【远在天边 近在眼前】远在天边近在眼前是什么意思

  坐在联合火车站的检票室内,我能看清走上台阶的第一个人。   我左侧杂志亭的主人托尼研究概率学,因为他喜欢赌赛马。他宣布根据他的理论可以算出,如果我在这再工作120年,我就会看见世界上所有的人。于是我得出这样的结论:如果你在像联合火车站这样的大站停留足够长的时间,你将看到旅行的每一个人。
  我将我的理论告诉给许多人,可除了哈里之外没有人为之所动。他3年前来此,接9:05的火车。
  我还记得第一次见到哈里的那个晚上。当时他很瘦,很焦急。他穿戴整齐,我知道他在接他的恋人,而且见面后马上就结婚。
  9:18的车过去了,她没来。9:40的车也过去了。乘10:02的车的旅客来了,又纷纷离去了,哈里绝望了。他来到我的窗前,我问他,她长的是什么样。
  “她小个儿,有点儿黑,19岁,走路很端庄。她的脸,”他想了一下说,“看起来很精神,她的眉毛中间皱起一个小疙瘩。”
  他给我看他收到的电报:星期四到,车站接我。爱你爱你爱你爱你。梅。发自纳伯拉斯卡州的奥麦哈。
  “那么,”我最后说,“为什么不给你家打电话?也许她先到了。”
  “我到这儿才两天。我们打算见面后去南部,在那儿我有一份工作。她,她没有我的地址。”
  我第二天上班的时候,他又在那儿,他一看见我就走了过来。
  “她有工作吗?”我问。
  他点了点头说:“她是个打字员。我给她以前的老板发过电报,他们只知道她辞了工作去结婚了。”

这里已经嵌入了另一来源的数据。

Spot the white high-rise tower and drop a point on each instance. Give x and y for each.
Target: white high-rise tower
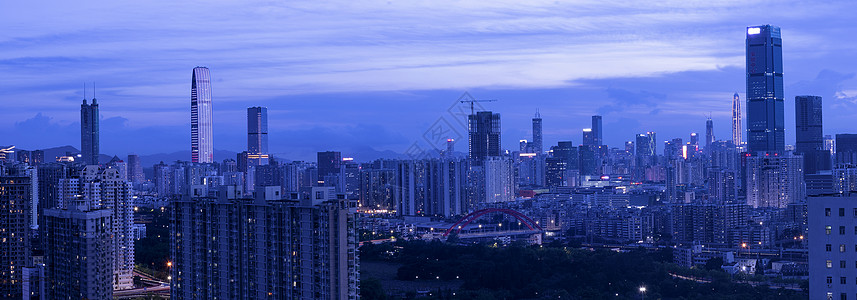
(737, 136)
(201, 136)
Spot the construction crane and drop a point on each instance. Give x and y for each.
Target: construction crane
(467, 98)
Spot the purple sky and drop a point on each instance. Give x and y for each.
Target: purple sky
(362, 75)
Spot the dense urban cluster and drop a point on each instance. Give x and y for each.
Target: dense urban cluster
(257, 226)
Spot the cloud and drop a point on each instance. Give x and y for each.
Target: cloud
(623, 99)
(667, 61)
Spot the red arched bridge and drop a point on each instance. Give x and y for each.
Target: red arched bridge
(532, 225)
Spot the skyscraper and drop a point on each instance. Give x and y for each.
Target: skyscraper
(737, 129)
(597, 133)
(809, 138)
(537, 134)
(709, 133)
(257, 135)
(846, 148)
(588, 137)
(201, 136)
(484, 129)
(328, 163)
(765, 104)
(89, 132)
(135, 169)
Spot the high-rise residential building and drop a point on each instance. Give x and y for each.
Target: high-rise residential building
(709, 133)
(201, 121)
(15, 221)
(135, 169)
(597, 131)
(774, 181)
(89, 132)
(765, 98)
(264, 247)
(99, 188)
(163, 179)
(79, 251)
(257, 135)
(830, 144)
(499, 179)
(377, 187)
(328, 163)
(831, 222)
(646, 145)
(846, 148)
(809, 137)
(537, 134)
(49, 176)
(484, 135)
(737, 128)
(432, 187)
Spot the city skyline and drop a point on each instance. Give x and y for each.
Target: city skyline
(631, 99)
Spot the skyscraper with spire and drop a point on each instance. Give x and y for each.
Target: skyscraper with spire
(257, 135)
(709, 133)
(597, 131)
(737, 129)
(765, 98)
(201, 136)
(537, 133)
(89, 131)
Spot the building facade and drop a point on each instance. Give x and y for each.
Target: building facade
(238, 247)
(832, 247)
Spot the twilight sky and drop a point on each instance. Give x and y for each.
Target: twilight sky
(365, 76)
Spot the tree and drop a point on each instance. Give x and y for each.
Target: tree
(714, 264)
(371, 289)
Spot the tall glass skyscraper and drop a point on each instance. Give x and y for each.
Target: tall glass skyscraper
(597, 133)
(765, 108)
(89, 132)
(709, 133)
(737, 129)
(201, 136)
(537, 134)
(484, 133)
(257, 135)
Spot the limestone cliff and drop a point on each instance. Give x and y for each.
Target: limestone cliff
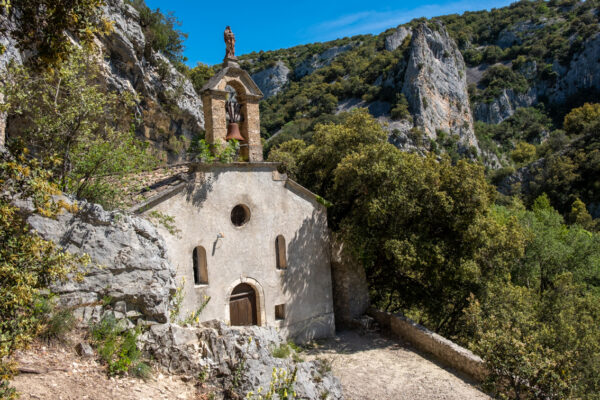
(435, 85)
(393, 41)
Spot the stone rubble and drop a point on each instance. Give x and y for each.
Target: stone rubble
(240, 359)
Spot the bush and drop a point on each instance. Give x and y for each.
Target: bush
(28, 264)
(79, 131)
(161, 32)
(117, 346)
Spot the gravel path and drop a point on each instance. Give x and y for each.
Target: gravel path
(373, 367)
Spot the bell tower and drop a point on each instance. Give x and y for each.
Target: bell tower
(230, 100)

  这就是我们相识的开始。以后的三四天,哈里接每一辆火车。警察也参与了此事,但是没能帮上忙。
  大约两星期后的一天,哈里和我闲聊。
  “如果你等得足够久,”我说,“总有一天你会看见她走上这个台阶的。”
  他转过身看着台阶,我仍继续解释着托尼由概率学得出的结论。
  第二天我来上班,哈里就站在托尼的杂志亭柜台后面。他难为情地看着我说:“你瞧,我总得有份工作,是不是?”于是,他成了托尼的伙计。我注意到,哈里总是看着走上台阶的每一个人。

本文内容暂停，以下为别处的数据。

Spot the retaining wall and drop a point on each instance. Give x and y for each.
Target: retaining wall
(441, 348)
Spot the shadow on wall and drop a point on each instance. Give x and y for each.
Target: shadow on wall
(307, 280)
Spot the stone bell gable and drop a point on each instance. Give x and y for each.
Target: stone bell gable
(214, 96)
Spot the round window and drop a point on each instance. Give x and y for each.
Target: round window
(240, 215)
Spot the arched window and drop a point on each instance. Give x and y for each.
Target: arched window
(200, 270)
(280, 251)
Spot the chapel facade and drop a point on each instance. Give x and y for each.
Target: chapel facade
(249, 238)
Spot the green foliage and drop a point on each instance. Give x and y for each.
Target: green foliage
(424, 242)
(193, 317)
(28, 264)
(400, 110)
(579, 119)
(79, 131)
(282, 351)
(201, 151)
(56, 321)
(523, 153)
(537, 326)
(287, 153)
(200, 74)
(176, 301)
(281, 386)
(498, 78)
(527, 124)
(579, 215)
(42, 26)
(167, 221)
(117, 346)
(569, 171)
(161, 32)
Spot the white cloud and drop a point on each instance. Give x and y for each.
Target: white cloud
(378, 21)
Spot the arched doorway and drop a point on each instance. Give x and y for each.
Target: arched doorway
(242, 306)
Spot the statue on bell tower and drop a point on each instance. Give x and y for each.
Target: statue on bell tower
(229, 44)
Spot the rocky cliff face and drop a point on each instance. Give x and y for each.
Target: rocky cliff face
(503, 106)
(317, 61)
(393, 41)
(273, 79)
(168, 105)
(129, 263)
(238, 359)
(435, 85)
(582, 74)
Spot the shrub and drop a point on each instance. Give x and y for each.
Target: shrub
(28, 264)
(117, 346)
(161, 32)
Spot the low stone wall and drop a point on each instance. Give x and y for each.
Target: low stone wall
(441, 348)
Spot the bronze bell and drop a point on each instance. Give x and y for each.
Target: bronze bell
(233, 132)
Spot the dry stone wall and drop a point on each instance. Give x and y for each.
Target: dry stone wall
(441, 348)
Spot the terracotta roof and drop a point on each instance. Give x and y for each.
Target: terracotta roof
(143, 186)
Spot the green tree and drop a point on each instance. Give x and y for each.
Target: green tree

  年底,托尼在一次赌博的争吵中被杀了,托尼的遗孀将杂志亭交给哈里经营。哈里便买下了杂志亭。他借钱安装了苏打水机,不久他的生意便初具规模。
  昨天,我听到一声惊叫,接着是很多东西纷纷掉落的声音。惊叫的是哈里,哈里跃过柜台时碰掉了许多布娃娃和其他东西。他冲过去,一把抓住一个离我的窗口不足10码处的姑娘。她小个儿,有点黑,眉毛中间皱出一个小疙瘩。
  好一阵,他们相互拥抱着,笑着,叫着,语无伦次。她似乎说:“我原本指的是汽车站……”显然,3年前梅是乘汽车而不是乘火车,她电报中指的是汽车站而不是火车站。她在汽车站等了很多天,为找哈里花掉了所有的钱,最后她找了一份打字的工作。
  “什么?”哈里说,“你就在镇上工作?一直都是?”她点了点头。
  “噢,天哪,那你为什么不到火车站来?”他指着他的杂志亭,“我一直在那儿,那是我的,我能看见走上台阶的每一个人……”
  过了一会儿,她退一步指着火车站的北端说:“哈里,3年了,整整3年啊,我就在那儿,就在这个车站工作,做打字员,就在站长办公室。”
  对我来说,惊奇的是概率学对这对有情人如此苛刻,最终使梅走上台阶竟需要如此长的时间。